Australia has always been a trailblazer on workers’ rights and last week another significant leap forward was achieved. Food delivery platform Foodora admitted through its administrators that its delivery riders are employees not contractors and accepted the claims against it, amounting to more than $8 million in unpaid wages, superannuation and taxes.

Never before has a major company in the gig economy acknowledged its workers are employees or that it owes them minimum pay or retirement contributions.

Foodora has acknowledged its riders were employees.  The admission of culpability by Foodora is an important step forward and it shows that companies are beginning to realise that they bear a responsibility for the people who work for them. 

But while this win is significant and will give succour to workers around the world, its long-term effects may be stymied.
 
Gig economy companies from Uber to Deliveroo to Airtasker are no doubt examining their worker contracts to make sure they do not confer rights.
 
They may tidy up their communications to their workers and alter arrangements regarding uniforms and equipment to ensure they slide under the radar on workplace rights.
 
Even the Foodora announcement has a sting in the tail. The company may have finally owned up to years of denying its workers rights but it leaves behind a mess as it skips out of Australia.
 
Parent company, German-based Delivery Hero, has offered to throw just $3 million at its $8.2 million debts, despite making revenue forecasts of $1.2 billion just last week.
 
And it’s not just workers who have been robbed. Foodora’s administrators found the company owes almost $1 million in taxes while the report to creditors outlines that the $1.5 million bill in unpaid wages owed to riders who are Australian residents - 30 per cent of the 5000 riders - will be borne by taxpayers through government schemes.
 
This demonstrates why government needs to regulate the on-demand economy so that the swindling of workers and tax revenues ends. But we must regulate it in the right way.
 
Foodora delivery rider Josh Klooger who launched an unfair dismissal case against the company.
 
Creating new labels for workers in the on-demand economy to shoehorn them between the definition for worker and independent contractor won’t solve the problem.
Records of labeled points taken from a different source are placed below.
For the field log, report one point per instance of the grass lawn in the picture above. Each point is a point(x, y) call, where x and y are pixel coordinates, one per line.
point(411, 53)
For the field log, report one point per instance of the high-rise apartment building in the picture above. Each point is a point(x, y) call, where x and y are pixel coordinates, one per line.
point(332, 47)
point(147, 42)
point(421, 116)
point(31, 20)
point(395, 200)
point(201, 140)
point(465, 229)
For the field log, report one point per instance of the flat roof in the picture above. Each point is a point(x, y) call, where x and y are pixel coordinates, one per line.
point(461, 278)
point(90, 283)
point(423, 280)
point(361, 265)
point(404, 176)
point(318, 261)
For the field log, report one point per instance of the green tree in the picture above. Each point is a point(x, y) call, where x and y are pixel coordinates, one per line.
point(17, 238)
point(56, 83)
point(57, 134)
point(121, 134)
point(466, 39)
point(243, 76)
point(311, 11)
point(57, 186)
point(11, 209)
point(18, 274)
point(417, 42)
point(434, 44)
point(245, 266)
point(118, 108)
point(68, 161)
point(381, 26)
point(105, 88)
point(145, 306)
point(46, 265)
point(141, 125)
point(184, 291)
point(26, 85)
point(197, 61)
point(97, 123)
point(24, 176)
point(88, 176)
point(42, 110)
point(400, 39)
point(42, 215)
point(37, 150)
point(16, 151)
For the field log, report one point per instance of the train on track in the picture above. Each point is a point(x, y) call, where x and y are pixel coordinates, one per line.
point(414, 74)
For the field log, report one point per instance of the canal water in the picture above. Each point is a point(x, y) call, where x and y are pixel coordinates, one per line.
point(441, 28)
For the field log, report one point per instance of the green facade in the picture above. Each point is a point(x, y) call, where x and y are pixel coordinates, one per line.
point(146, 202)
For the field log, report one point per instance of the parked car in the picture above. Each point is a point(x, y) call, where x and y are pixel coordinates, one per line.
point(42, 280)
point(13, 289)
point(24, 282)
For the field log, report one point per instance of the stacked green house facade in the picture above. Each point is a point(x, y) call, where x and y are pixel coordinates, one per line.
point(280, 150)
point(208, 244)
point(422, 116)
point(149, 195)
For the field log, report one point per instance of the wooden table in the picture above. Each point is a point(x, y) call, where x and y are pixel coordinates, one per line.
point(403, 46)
Companies are already knowingly breaking the rules by denying workers rights. A new label will just encourage wealthy companies to develop new ways of getting around labour standards.
 
What our system needs is flexibility to allow workers to collectivise and challenge abuses. What the Fair Work Act needs is the ability to hear cases when employers structure their businesses to rip their workforce off - regardless of what category those workers fall into.
 
The imperative to act is great since the abuses are so serious. Companies are expanding, shackling up more and more vulnerable workers to their 18th century-style conditions via apps. Our union has helped delivery riders like Rafi, left at home for weeks unable to pay his bills after breaking his ankle while delivering an order. We have spoken out for Fernando, who works rostered shifts but gets not one cent if there are no deliveries. We are representing Josh, who was unfairly sacked earlier this year for speaking out when rates for deliveries got slashed.
 
These workers need rights, not labels.
 
Australia as a pioneer for workers rights can ensure that no matter how “disruptive” the workplace ideas emanating from shiny high-rise boardrooms in wealthy tech companies, workers will have a voice and can claim their rights. This must be our legacy to future generations.
 
Michael Kaine is the national secretary of the Transport Workers’ Union.